中堅になると、達成感の頻度は下がる代わりに、深さが増していきます。「自分の判断で患者さんの状態悪化を防げた」「後輩を独り立ちまで支えられた」といった、経験を積まないと味わえないやりがいに変わります。
ベテランになると、やりがいの形は「次世代を育てる手応え」「組織を変える実感」へと広がります。直接患者さんに関わる時間は減っても、自分が育てた看護師が現場を支えている姿に深い充足感を得る方が多いです。
やりがいを感じにくい時期にやってほしいこと
看護師として働いていると、「最近やりがいを感じない」と思う時期が必ず訪れます。そんなときに試してほしいことを整理します。

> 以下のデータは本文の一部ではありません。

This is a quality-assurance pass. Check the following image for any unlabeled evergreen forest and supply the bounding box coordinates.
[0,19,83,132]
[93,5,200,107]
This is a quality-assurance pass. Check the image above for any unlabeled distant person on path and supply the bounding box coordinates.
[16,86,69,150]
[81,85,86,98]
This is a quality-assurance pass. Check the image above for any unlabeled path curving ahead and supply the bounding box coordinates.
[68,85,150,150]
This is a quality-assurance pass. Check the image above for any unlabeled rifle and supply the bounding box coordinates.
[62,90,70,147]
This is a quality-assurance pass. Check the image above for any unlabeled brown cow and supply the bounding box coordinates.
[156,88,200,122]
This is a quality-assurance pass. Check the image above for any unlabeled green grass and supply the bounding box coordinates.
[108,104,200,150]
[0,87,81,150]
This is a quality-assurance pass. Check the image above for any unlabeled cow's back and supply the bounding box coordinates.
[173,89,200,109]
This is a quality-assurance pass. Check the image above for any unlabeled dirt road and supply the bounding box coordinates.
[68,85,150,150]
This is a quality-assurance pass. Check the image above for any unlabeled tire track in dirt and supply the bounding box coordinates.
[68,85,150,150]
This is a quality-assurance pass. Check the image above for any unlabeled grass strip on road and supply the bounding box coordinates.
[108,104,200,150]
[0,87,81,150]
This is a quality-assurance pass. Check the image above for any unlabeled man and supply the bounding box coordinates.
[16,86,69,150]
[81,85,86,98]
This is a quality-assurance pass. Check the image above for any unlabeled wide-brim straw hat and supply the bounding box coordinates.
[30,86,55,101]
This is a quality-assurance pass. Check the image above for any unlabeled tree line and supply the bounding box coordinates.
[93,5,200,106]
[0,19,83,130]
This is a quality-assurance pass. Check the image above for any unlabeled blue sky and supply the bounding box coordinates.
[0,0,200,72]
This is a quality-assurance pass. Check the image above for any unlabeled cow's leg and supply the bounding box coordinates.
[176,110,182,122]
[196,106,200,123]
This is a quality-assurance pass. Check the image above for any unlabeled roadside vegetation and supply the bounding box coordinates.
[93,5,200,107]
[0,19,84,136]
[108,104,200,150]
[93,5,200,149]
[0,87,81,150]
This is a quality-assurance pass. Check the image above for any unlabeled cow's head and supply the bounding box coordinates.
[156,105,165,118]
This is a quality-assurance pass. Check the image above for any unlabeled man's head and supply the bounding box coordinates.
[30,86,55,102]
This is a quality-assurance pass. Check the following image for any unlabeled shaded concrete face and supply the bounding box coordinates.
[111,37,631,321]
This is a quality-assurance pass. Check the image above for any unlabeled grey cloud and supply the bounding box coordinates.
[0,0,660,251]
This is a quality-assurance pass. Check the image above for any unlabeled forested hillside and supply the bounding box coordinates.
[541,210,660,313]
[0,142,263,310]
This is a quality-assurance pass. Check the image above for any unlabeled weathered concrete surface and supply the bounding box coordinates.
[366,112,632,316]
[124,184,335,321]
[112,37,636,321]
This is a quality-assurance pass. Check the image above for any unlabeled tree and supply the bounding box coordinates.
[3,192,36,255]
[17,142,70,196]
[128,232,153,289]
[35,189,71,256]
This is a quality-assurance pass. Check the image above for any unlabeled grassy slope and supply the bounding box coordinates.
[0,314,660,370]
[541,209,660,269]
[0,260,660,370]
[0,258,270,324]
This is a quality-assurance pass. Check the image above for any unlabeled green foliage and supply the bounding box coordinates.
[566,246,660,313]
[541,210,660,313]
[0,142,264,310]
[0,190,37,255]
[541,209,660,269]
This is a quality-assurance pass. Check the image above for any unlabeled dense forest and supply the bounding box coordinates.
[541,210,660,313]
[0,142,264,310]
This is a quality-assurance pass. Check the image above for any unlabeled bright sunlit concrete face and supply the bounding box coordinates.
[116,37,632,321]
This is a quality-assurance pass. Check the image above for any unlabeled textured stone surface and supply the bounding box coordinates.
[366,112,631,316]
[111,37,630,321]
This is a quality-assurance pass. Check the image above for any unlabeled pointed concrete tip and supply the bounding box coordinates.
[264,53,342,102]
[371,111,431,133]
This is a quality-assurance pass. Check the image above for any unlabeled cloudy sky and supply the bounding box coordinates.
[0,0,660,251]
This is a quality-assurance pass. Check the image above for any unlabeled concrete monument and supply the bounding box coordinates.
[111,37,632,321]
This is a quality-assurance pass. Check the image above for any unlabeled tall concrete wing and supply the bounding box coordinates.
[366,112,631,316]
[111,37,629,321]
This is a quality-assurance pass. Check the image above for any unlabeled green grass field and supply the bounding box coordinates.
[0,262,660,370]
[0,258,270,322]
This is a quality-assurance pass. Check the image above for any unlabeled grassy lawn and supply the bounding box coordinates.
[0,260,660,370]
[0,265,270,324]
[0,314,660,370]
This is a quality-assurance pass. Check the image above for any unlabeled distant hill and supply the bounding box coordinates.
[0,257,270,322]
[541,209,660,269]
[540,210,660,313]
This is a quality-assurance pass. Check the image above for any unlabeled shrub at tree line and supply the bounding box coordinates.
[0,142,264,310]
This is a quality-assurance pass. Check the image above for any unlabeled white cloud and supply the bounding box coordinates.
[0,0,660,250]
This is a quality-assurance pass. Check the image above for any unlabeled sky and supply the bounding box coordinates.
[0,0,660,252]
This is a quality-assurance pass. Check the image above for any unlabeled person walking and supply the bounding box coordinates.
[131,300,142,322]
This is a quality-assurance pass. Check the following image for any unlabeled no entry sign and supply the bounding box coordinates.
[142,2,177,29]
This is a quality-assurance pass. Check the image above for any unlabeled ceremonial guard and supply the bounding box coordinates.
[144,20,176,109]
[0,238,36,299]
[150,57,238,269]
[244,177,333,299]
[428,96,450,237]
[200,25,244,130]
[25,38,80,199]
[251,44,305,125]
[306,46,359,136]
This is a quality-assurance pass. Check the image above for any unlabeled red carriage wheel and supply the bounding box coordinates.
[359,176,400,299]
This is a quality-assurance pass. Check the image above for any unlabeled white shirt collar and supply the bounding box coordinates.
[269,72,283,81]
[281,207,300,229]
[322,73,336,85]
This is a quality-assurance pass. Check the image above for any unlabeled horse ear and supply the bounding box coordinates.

- 自分の業務を「3つの感謝の瞬間」として書き出してみる
- 異動希望を出して、新しい現場に身を置いてみる
- 看護研究や勉強会に参加して、知的な刺激を取り戻す
- 同期や先輩と会って、自分の現場を客観視する
- 一度長期休暇を取り、看護から離れて見つめ直す
やりがいは「感じよう」として感じるものではなく、自分が活きる場所と関わり方を見つけたときに自然と戻ってくるものです。
やりがいを感じやすい職場の特徴
「同じ看護師でも、職場によってやりがいの感じやすさが違う」と話す看護師は多いです。共通して挙がる特徴を整理します。
- 看護師の意見がチームに反映される風土がある
- 患者さん一人ひとりに向き合う時間が確保できる人員配置
- 教育体制が整っていて、成長を実感できる
- 多職種との関係がフラットで、看護師の判断が尊重される
- 過剰な業務負担がなく、心の余裕を持って働ける
職場選びの段階で、やりがいを感じやすい環境かどうかを見極めることも、長く看護師を続ける鍵になります。
よくある質問(FAQ)
Q. 看護師のやりがいは、新人と中堅・ベテランで違いますか?
A. 違います。新人時代は「できることが増える達成感」、中堅では「自分の判断で動ける範囲の拡大」、ベテランでは「人を育てる手応え」「看取りの場の深さ」などにシフトしていく傾向があります。
Q. やりがいを感じられないとき、どうすればいいですか?
A. 多くの看護師が経験する時期です。職場環境の問題か、自分の体調・メンタルの問題か、キャリアの方向性の問題か、原因を分けて考えるのが第一歩です。詳しくは「看護師がきついと感じる瞬間」「看護師として働く意味」記事で深掘りしています。
Q. 看護師のやりがいは、診療科で違いますか?
A. 違います。急性期は「救命の手応え」、回復期・慢性期は「患者さんの変化を長く見られる充実感」、訪問看護は「生活に寄り添う深さ」、小児科は「子どもの成長の喜び」など、現場ごとに得られるやりがいの種類が違います。
まとめ
看護師のやりがいは、ひとつではありません。患者さんから受け取る「ありがとう」、急変対応で命を守れた手応え、後輩の成長、看取りの深さ、自分の判断で動ける範囲の広がり——そのどれもが、看護師という仕事の手応えを構成しています。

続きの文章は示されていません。